While he still expects and wants me to take care of so many of his needs, he has become my guardian. We fall behind again. He pushes ahead and almost lets go but grabs my hand tighter to help me catch up. My fingers are twice the length of his, but my hand feels small in his somehow. N., "I don't want this place to lose you. Cause this place is vERRRRRy big." I look down at him again. I imagined the day I will look up at him, the day when I need help and he is going to be there for me. This child just took on the role of a man. Guardian.
As I type this, he just said "I love you." Through the side of his eyes, he looks at me and points to me and the baby as he says "I was saying that to you and M." Then he pats her on her sleeping head and says "Good baby". I will keep reading and learning in the hopes of gifting him his health as he ages. I whisperingly know that he is prone to an illness which will pickpocket his wellness without him knowing, like it did to me. We are a growing silent epidemic on the horizon. We are invisible, misunderstood, condescendingly scoffed at and not believed. We are lost in this country's medical world. What I realized last night is I am protecting the boy, who, with a manly sized wisdom, is already protecting me and guarding his little sister with his soul. He has a strong supporter in our battle, his big brother whose heart has exponentially grown with his thoughtfulness to me in my illness. But L. is moving to a place in life where he is not so much dragging me to safety, but looking over his shoulder from time to time to make sure I am still there.
One day, one today, N. will read these words and I hope they are enough for him to know that he was my best friend when I was the worst. He approached it all so matter of factly and with such acceptance that he was the only person who made me feel whole when I was so broken. Others came around, but he never left my side. It seems strange that a child who spanned the ages of 3 and 4 would be the one to be there for me like that. In contemplating this, I just now realized that because this illness does not make sense to anyone except those who study it and those who have it, an adult never could have been there for me like that. Mycotoxicosis, mine from tricothecene, seems absurd, seems too paranoid, seems too far out there for many to grasp. I am not allergic to mold - I've had that test. When you suffer from this and know that it is being poisoned from a toxin in our environment, not an allergic reaction; when you walk into a place and immediately begin to itch and break out in a rash as what's left of your immune system attempts to fight; when you've had people whom you consider the closest look at you like you need a psychiatrist - this is when I realized that my darling second son would be the most logical person to have been my best friend.
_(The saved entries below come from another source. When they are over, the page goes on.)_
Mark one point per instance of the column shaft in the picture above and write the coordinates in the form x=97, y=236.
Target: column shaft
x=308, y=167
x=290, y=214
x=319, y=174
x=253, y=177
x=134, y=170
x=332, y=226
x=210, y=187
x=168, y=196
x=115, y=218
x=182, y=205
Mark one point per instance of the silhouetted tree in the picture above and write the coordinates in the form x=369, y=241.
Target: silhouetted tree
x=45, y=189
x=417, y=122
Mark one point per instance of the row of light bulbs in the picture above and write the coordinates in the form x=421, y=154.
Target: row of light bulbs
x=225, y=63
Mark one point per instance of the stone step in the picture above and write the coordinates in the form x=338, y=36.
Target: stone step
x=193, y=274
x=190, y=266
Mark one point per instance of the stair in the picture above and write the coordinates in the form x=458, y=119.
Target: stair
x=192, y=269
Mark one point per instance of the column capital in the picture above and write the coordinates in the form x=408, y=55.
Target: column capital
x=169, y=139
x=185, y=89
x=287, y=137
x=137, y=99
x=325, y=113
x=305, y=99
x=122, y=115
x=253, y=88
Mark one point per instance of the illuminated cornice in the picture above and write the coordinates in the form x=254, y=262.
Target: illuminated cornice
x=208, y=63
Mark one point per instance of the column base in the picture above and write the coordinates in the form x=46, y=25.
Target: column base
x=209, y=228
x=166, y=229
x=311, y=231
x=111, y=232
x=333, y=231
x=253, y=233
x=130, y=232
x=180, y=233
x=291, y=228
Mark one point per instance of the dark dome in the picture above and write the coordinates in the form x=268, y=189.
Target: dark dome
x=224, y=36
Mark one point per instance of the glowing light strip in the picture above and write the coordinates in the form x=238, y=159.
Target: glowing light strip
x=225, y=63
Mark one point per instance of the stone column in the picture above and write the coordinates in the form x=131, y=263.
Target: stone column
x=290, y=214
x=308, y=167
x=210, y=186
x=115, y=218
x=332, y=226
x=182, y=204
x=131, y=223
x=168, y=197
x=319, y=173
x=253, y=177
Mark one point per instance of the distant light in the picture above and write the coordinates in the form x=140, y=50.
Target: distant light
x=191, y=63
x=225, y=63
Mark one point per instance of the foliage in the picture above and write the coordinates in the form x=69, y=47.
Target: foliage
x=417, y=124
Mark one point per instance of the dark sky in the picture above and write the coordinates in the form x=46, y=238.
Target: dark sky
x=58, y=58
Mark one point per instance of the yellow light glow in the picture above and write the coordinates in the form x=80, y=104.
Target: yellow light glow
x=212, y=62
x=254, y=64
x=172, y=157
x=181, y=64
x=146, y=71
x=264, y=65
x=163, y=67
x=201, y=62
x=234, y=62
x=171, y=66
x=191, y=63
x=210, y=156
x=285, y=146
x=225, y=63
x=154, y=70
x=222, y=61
Without intentionally doing so, that relationship encouraged his primal, protective nature until this almost 5 year old of mine guards me in a city which he does not know, at a time of night he rarely sees.
There is a book we read together when he had insomnia. I would read a page and then he would recite a page. The last is me saying "Is it the end" and him saying "or just the beginning." After our first baseball game, I know this is the beginning of him being there for me as I age. This illness eats memories, but I hope by writing this that the snapshot of him pulling us forward is framed in my mind's gallery.